Le PDG de CME Group, Terry Duffy, a averti jeudi que les régulateurs américains engendrent un risque systémique en autorisant les contrats à terme perpétuels sur cryptomonnaies, critiquant au passage le processus d'approbation de la Commodity Futures Trading Commission (CFTC) pour ces produits inédits.

S'exprimant lors de la conférence Global Exchange & Fintech organisée par Piper Sandler, M. Duffy a déclaré que l'homologation par la CFTC des 'perps', des produits dérivés intégrant généralement des effets de levier massifs, s'avérait extrêmement risquée pour le système financier.

'C'est une catastrophe annoncée', a affirmé M. Duffy. 'Je pense que le marché a été supplanté par un marché de spéculation, ce qui ne sert les intérêts de personne.'

La plateforme d'échange de cryptomonnaies Coinbase et le marché de prédiction Kalshi ont annoncé le mois dernier le lancement de contrats 'futures' perpétuels après avoir reçu le feu vert de la CFTC. C'est la première fois que de tels instruments seront accessibles aux investisseurs américains via des bourses régulées domestiques.

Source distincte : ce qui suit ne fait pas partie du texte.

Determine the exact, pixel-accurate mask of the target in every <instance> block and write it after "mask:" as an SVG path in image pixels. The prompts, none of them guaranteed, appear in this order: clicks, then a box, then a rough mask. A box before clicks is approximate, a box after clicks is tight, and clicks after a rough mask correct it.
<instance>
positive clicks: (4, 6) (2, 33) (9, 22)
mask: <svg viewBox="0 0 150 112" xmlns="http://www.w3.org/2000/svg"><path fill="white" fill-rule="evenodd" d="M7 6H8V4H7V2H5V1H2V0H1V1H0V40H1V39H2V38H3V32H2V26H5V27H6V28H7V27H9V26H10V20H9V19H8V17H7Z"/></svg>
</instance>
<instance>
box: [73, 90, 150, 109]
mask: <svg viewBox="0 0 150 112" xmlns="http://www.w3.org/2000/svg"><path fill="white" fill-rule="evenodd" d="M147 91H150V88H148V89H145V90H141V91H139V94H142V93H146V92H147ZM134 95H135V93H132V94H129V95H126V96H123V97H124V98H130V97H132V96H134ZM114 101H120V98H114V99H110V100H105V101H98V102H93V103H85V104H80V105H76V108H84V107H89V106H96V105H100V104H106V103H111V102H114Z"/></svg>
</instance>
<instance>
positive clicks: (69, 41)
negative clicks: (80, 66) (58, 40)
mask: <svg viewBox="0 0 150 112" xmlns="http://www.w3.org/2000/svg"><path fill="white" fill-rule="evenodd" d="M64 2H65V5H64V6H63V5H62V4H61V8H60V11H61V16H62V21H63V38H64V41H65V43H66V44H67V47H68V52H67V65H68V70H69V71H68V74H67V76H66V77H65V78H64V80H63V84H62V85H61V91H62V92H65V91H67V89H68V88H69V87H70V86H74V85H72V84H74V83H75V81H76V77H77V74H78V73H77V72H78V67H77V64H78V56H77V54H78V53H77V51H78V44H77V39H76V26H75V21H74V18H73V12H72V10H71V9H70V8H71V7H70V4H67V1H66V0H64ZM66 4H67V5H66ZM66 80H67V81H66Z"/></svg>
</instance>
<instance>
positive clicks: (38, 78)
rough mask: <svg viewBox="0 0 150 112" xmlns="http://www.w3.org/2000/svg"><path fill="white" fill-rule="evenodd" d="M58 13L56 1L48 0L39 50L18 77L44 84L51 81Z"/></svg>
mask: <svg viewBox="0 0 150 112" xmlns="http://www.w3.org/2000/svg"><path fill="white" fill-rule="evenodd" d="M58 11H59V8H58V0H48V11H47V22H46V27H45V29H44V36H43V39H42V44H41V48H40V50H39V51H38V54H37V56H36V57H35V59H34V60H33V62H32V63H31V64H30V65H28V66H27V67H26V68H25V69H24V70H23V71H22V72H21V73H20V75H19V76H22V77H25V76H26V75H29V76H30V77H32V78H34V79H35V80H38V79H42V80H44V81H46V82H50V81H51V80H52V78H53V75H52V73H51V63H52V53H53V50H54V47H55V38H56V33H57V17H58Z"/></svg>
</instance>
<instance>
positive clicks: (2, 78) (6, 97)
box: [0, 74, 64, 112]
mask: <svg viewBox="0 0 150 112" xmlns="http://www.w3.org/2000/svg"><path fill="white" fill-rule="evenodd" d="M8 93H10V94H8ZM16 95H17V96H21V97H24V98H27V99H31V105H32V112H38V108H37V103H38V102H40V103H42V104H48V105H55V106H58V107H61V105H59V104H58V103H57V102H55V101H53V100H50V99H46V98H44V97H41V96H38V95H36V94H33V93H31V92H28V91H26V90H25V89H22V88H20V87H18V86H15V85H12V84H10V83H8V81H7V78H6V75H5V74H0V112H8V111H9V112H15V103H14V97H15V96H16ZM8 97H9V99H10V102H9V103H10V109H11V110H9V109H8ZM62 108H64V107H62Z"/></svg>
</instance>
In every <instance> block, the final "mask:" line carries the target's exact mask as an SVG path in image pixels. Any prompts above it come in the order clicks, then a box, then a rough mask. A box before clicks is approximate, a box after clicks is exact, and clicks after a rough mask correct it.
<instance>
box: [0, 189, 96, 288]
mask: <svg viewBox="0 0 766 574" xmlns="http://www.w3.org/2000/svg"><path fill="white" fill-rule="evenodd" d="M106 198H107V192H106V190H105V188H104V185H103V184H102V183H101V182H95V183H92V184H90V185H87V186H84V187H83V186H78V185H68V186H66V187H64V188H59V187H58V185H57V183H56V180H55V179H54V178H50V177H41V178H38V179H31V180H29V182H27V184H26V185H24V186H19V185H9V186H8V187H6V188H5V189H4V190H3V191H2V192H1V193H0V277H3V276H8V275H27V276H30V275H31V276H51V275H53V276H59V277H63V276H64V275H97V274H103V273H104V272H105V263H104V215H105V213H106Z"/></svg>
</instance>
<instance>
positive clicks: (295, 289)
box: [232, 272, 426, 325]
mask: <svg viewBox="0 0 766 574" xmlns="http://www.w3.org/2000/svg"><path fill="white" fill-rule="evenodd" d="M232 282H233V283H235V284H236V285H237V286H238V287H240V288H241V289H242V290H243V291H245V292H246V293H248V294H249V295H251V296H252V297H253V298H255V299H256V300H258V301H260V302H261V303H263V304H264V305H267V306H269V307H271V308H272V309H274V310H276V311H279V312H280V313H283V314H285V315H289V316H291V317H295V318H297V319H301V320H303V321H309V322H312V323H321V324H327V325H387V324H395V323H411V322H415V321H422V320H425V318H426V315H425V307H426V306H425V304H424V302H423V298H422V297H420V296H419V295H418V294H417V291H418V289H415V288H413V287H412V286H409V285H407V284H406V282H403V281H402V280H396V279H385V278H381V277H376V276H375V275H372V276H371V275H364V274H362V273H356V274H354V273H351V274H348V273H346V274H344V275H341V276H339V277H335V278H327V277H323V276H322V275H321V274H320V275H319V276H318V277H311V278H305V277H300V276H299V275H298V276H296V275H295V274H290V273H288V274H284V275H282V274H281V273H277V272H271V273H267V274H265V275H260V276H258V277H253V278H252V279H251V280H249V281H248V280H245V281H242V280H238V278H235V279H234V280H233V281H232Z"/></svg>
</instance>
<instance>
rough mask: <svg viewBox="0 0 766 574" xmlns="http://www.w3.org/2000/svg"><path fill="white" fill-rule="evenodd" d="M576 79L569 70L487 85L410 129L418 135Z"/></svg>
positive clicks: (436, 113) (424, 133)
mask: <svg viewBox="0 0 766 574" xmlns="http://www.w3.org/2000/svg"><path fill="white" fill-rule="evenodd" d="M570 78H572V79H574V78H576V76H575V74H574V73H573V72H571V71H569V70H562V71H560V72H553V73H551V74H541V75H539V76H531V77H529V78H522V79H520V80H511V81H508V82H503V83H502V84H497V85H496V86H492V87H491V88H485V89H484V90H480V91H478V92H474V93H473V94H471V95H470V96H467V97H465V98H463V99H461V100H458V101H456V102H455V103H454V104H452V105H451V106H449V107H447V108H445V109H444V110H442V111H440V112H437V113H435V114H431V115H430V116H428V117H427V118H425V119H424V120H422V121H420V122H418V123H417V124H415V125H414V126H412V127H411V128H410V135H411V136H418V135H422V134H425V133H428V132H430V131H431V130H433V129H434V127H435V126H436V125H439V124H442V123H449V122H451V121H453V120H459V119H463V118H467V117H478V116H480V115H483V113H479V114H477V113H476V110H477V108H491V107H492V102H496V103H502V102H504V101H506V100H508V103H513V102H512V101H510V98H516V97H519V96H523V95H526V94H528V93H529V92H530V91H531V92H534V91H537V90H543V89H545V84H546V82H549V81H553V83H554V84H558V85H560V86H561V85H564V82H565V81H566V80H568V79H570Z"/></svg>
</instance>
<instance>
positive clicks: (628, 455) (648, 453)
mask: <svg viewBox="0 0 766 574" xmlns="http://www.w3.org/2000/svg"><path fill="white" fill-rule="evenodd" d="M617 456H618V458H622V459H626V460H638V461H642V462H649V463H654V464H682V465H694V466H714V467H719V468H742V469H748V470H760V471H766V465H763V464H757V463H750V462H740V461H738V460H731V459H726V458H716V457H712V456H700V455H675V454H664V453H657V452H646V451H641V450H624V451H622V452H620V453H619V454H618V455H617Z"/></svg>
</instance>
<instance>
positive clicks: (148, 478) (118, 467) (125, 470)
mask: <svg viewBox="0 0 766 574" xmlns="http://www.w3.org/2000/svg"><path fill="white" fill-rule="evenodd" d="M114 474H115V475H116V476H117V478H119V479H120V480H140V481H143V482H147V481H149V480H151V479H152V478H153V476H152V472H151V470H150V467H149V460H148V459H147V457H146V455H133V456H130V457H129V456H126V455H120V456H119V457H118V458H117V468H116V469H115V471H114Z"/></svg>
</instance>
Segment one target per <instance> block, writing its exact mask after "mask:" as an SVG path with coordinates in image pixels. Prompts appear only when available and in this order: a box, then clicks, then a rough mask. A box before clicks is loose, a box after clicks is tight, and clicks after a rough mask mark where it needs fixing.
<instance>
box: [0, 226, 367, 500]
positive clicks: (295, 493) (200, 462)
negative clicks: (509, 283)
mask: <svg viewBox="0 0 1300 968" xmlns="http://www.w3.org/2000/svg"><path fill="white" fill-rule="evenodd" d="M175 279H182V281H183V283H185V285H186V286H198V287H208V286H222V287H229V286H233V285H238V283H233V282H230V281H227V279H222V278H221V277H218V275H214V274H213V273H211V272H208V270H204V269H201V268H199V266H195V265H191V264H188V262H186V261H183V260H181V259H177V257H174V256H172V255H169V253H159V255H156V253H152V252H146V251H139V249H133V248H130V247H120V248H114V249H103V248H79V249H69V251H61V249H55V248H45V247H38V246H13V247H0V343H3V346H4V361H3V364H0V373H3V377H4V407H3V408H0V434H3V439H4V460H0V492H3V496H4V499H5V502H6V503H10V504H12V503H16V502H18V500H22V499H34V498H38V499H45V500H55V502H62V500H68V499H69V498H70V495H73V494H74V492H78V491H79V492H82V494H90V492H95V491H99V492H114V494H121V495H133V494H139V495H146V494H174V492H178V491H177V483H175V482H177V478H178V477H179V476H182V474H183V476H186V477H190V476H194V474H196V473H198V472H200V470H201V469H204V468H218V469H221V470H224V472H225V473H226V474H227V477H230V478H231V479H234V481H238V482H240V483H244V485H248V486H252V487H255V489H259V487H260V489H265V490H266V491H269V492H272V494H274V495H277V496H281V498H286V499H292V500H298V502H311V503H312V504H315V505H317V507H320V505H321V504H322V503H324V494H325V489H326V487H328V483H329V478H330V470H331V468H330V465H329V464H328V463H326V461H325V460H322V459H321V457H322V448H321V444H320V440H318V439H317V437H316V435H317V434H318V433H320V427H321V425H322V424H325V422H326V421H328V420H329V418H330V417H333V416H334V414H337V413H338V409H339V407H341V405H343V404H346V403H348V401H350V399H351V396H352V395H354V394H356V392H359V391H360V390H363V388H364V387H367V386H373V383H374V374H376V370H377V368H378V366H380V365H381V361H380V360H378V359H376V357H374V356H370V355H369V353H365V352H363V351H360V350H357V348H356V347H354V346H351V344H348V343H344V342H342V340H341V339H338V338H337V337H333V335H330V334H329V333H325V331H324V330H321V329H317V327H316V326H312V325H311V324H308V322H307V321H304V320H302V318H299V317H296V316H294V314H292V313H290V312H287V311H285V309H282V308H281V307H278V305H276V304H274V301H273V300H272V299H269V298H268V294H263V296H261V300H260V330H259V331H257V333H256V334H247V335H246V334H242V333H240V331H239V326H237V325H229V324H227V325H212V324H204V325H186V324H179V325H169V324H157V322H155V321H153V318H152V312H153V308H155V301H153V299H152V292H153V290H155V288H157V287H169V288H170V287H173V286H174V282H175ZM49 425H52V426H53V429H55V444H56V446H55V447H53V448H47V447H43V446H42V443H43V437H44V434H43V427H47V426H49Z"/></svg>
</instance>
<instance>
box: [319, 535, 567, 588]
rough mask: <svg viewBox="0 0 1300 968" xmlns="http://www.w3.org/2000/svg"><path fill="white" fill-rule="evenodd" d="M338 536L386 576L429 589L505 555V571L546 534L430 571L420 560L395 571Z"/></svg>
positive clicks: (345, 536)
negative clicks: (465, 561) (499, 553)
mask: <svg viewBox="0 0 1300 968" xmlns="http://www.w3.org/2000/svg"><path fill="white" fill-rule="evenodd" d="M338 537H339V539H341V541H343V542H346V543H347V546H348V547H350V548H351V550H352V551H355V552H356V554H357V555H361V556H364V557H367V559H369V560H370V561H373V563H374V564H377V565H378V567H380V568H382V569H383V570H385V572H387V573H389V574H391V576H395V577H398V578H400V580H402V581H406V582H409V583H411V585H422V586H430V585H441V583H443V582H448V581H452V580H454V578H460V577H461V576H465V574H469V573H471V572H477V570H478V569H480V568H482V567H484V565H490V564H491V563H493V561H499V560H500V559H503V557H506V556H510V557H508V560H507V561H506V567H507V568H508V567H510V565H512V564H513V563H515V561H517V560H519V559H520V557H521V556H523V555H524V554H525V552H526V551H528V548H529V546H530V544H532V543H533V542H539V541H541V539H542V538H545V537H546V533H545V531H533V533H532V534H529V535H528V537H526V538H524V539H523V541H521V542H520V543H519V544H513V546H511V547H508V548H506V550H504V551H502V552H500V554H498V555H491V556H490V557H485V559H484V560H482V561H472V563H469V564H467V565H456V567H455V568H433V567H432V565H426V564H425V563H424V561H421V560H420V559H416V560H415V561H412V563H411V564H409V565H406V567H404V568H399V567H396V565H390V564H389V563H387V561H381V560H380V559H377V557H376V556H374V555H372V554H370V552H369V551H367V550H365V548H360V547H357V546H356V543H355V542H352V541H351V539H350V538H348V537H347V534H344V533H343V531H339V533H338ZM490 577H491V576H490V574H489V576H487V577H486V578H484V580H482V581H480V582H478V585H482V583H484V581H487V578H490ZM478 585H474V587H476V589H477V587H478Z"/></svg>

Les contrats à terme perpétuels, ou 'perps', sont des dérivés cotés sans date d'expiration, permettant aux traders de maintenir leurs positions indéfiniment sans avoir à procéder au roulement des contrats. Ces produits autorisent également des niveaux de levier élevés - atteignant souvent un ratio de 50 pour 1 - permettant aux investisseurs d'amplifier leur exposition aux mouvements de marché.

M. Duffy a prévenu que ce levier extrême, combiné aux modèles de liquidation automatique répandus dans le secteur, constitue une menace significative pour les investisseurs particuliers qui pourraient ne pas saisir pleinement l'effet corrosif des coûts de financement sur leurs positions.

Un porte-parole de la CFTC n'a pas répondu immédiatement à une demande de commentaire. L'agence a précisé qu'elle approuverait ces produits au cas par cas.

Le CME, le CBOE et Intercontinental Exchange (société mère du New York Stock Exchange) ont subi des dégagements boursiers cette semaine, les investisseurs craignant que la décision de la CFTC ne crée une nouvelle menace concurrentielle majeure pour les bourses historiques à long terme.

M. Duffy a toutefois balayé ces craintes, soulignant que la demande institutionnelle pour ces produits risqués reste limitée. Il a précisé que 85% à 90% de l'activité du CME est portée par les institutionnels et que les analystes ne s'attendent pas à ce que les 'perps' aient un impact significatif sur les contrats à terme traditionnels, car ils ne constituent pas une alternative viable aux instruments conçus pour les institutionnels.

M. Duffy a également critiqué la précipitation du processus d'approbation de la CFTC, estimant qu'elle a contourné l'examen complet traditionnel pour ce qu'elle a pourtant qualifié d'instrument 'nouveau et complexe'.